Pantai Tanjung Tinggi dan Puisi Lainnya

Matahari gemar bersembunyi di antara tegap batu granit yang menjulang tinggi,

sesekali mengintip ikan-ikan yang berlarian sebab berbahagia menyambut bulan.

Ada yang lebih sunyi dari keheningan:

Saat matahari tenggelam, dicekam malam, para sapi mengeja al-An’am.

Gelap menyelubung sepi,

namun keluh kesah ombak selalu menawarkan ramai yang sunyi.

Tak ada sepi di pantai ini,

kecuali di ujung dua matamu,

tempat iringan luka menari.

Butiran-butiran pasir halus berwarna putih,

menatap nanar tubuhmu yang ringkih,

dibalut kain motif warna-warni bak ikan-ikan koi dalam cermin jernih.

Aku mematung,

menyebut Bangka Belitung,

dalam takjub yang terus mengurung

***

Surabaya Malam Ini

Di emperan Tugu Pahlawan malam ini, tak lagi kutemui rindu dan sendu.

Perempuan tua berkasidah patah-patah tentang ahli kubur saat malam Jum’ah demi sebuah sedekah,

Lelaki tua bertopi hitam meniup seruling berirama sendu bernada fales berharap welas,

Lalu kakek ber-kupluk bulat hitam menawarkan tisu dengan mata sayu, tak banyak yang laku.

Sungguh aku tertawa,

dalam kelopak-kelopak basah.

***

Buah Tangan yang Paling Berkesan

Baju tak lebih dari seuntai kain yang sering berakhir di depan pintu kamar mandi, di bawah layah, dan di samping penggorengan.

Makanan hanya sekadar peneman basa-basi tentang tetangga doyan rerasan, harga bahan pokok yang enggan berkawan, dan figure publik yang kerap gonta-ganti pasangan.

Kali ini kubawakan tumpukan kertas terjilid rapi beserta nama dan parafku di sampulnya, tentang burung kakak tua yang selalu mengeja namamu setiap aku datang.

***

Teruntuk Syekh Abdurrahman Al-Khalidi

Di antara derap senja usiamu yang merona,

hatimu kembali ke rumah dengan kilau cahaya.

Surau pertama berdiri megah,

bukti ilmu tak pernah mau kalah dengan ceracau angka-angka.

Kudengar Kau pernah mendoakan pengadu ayam,

ia pulang dengan mata yang tak lagi muram.

Ketulusanmu,

air telaga untuk hatinya yang dilanda dahaga.

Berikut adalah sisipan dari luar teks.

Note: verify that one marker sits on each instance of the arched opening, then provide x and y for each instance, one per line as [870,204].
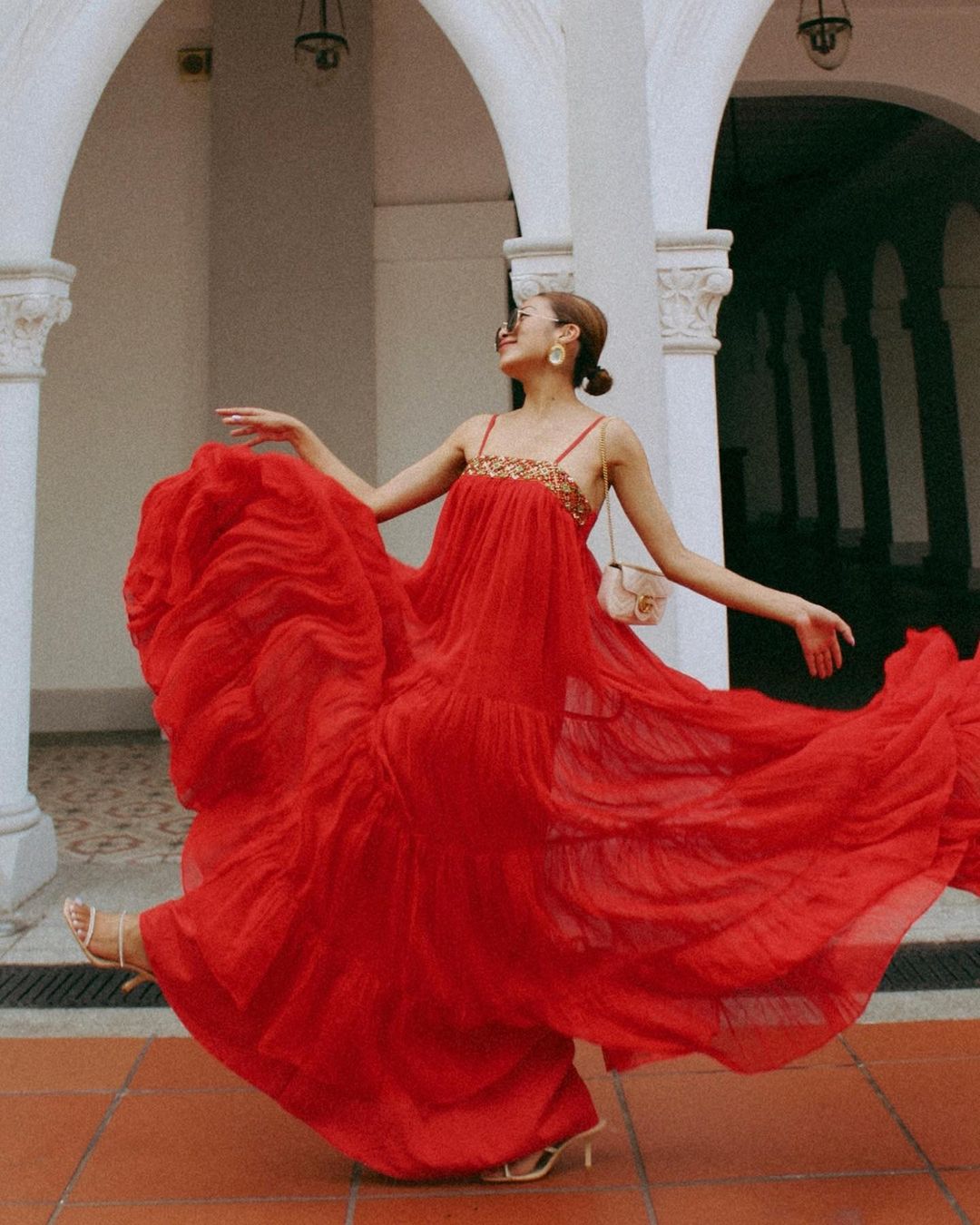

Saat kokok ayamnya kian lantang,

ia lebih suka menjaga bedug,

menyambut petang.

Jika laut punya debur,

maka jasamu adalah gemuruh yang terus beralur.

Jika raga berbatas masa,

maka al-Fatihah adalah napas yang terus mengudara.

Mati hanyalah pasti,

sedang namamu abadi.

***

Aku dan Kyai-ku

Bumi-Mu gelap,

sebab terangnya terletak di antara jemari ahli ilmu,

yang membuat matahari malu,

saat daun kemuning berguguran:

Isyarat cahaya di atas cahaya.

Semua jalan sesat,

sebab penunjuknya adalah barisan kata ahli ilmu,

yang membasahi daun-daun kering,

di antara daun-daun jati yang menguning:

membuat peta dari cahaya.

Aku lelaki linglung,

berpegang erat pada sarung hijau ahli ilmu,

berebut debu di ujung terompah,

adakah aku kan menemui ridho-mu?

***

Sunyaruri

Aku dan kamu itu kosong,

yang berisi itu padi.

Dari padi,

Aku dan kamu berdiri.

Aku dan kamu itu mati.

yang hidup itu hati.

Dari hati,

Aku dan kamu mengabdi.

Aku dan kamu itu fana,

yang abadi itu lara.

Dari lara,

Aku dan kamu tertawa.

Aku dan kamu itu maya,

yang nyata itu baka.

Dari baka,

Aku dan kamu bersama.

Dan

Padi, hati, lara, baka itu buatan,

yang biasa-biasa saja,

Di hadapan Yang Dahulu.

***

Kau Pergi untuk Apa?

Alibi tentang pergi, pulang, dan kembali sudah banyak berserakan di antara sastra-sastra yang justru membuatmu semakin pandir, jauh dari berpikir.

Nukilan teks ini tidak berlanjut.